I think the Bengals took notice, and came up with the perfect game plan. Cedric Benson, who made plenty of news during the week, had what must be the most personally-satisfying game of his career. He rushed for 189 yards on 37 carries and a touchdown.

The Bears' could not get any consistent penetration, and they managed just two hits on Carson Palmer, and no sacks. Palmer consistently had all day to throw, and he made them pay.

Alex Brown continued to have a Pro Bowl season, as he made several really good plays.

Linebackers: C 
The linebacking corps of the Bears may be the most decimated by injuries. That being said, they got Hunter Hillenmeyer back, and he played just OK.

The Bears said they have plenty of faith in Nick Roach, who is filling in for Brian Urlacher at MLB. He got beat pretty badly several times this afternoon, and clearly isn't what the Bears need in their Tampa Two scheme. The defense calls for an athletic middle linebacker who can cover the deep middle. It's a role perfectly suited for Brian Urlacher, but not Nick Roach.

Lance Briggs had a good game, as always.

Secondary: D+ 
A bad grade, but it's not necessarily their fault. The defensive scheme they play is not new, and it's not a secret how to beat it. The middle of the field, over the linebackers and underneath the two deep safeties is WIDE OPEN. Every play.

Zack Bowman is not good enough, but still better than the alternative (Nathan Vasher). The safeties are confused, and Peanut Tillman keeps trying to strip the ball, rather than secure the tackle. Tillman couldn't stick with Chad Ochocinco, who had 118 yards and two TD's.

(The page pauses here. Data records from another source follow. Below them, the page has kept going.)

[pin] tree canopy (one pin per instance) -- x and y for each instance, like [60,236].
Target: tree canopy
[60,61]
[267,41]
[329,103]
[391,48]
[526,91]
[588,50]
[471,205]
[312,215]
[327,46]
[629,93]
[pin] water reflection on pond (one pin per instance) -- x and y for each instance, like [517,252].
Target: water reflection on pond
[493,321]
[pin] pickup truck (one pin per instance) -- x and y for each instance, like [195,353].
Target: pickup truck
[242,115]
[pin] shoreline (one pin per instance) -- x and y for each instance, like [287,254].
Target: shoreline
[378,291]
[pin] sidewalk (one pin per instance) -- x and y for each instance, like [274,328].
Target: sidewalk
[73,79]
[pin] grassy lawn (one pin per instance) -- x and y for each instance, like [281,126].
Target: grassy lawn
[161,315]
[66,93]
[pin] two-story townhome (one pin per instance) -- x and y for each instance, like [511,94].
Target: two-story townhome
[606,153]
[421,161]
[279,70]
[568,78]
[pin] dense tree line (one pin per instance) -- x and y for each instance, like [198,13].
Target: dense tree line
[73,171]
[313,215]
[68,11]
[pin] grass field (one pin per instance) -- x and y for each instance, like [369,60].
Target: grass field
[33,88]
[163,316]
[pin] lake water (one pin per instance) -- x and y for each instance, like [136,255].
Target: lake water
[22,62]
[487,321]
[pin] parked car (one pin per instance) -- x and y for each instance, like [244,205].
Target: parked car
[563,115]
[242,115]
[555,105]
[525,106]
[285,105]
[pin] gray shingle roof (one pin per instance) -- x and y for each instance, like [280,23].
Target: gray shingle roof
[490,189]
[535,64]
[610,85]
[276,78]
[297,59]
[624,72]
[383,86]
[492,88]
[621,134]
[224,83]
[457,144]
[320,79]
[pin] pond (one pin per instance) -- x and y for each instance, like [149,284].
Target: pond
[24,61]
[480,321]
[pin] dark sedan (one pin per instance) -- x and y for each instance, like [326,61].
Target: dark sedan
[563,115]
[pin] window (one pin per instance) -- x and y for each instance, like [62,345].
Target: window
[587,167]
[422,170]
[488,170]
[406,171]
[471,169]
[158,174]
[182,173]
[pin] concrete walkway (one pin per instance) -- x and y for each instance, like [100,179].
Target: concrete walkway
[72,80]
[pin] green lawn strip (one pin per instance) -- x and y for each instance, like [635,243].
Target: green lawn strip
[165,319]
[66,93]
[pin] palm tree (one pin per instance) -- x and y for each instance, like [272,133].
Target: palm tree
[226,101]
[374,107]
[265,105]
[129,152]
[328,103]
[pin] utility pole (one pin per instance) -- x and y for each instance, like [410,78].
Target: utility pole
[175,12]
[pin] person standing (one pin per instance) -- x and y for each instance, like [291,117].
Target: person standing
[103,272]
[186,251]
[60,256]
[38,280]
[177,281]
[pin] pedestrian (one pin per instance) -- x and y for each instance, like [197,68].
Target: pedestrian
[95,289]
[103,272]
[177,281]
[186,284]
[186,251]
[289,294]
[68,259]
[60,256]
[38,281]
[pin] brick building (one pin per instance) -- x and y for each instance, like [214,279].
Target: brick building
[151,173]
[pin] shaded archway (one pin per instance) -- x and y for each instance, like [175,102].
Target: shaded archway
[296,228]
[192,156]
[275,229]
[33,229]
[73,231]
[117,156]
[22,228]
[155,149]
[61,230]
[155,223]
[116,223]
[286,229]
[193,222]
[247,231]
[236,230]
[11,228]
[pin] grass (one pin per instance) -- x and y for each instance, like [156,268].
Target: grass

Again, it's not entirely their fault, but they did allow five Carson Palmer TD's, and an average of 9.7 yards per completion.

Special Teams: D 
Robbie Gould made a field goal. That's good, right?

Coaching: F- 
This game might be the starting point of the Fire Lovie Smith movement. I'll be the headman.

I'm sick and tired of his no-emotion demeanor. I'm sick and tired of the Tampa Two. I'm sick and tired of the Bears completely and totally misusing Jay Cutler. I'm sick and tired of this offensive line. I'm sick and tired of Ron Turner's offense.

Are we, as Bears fans expected to believe that the Bears' staff did everything they could to prepare for this game? Did they even watch the tape from last week's Bengals-Texans game, in which the Texans laid out a blueprint of how to beat the Bengals?

Apparently not.

Let's face it, this team is going nowhere, and I mean nowhere if they keep the status quo. I hope they prove me wrong, but it looks like it'll be the third season in a row in which the Bears won't be playing in January.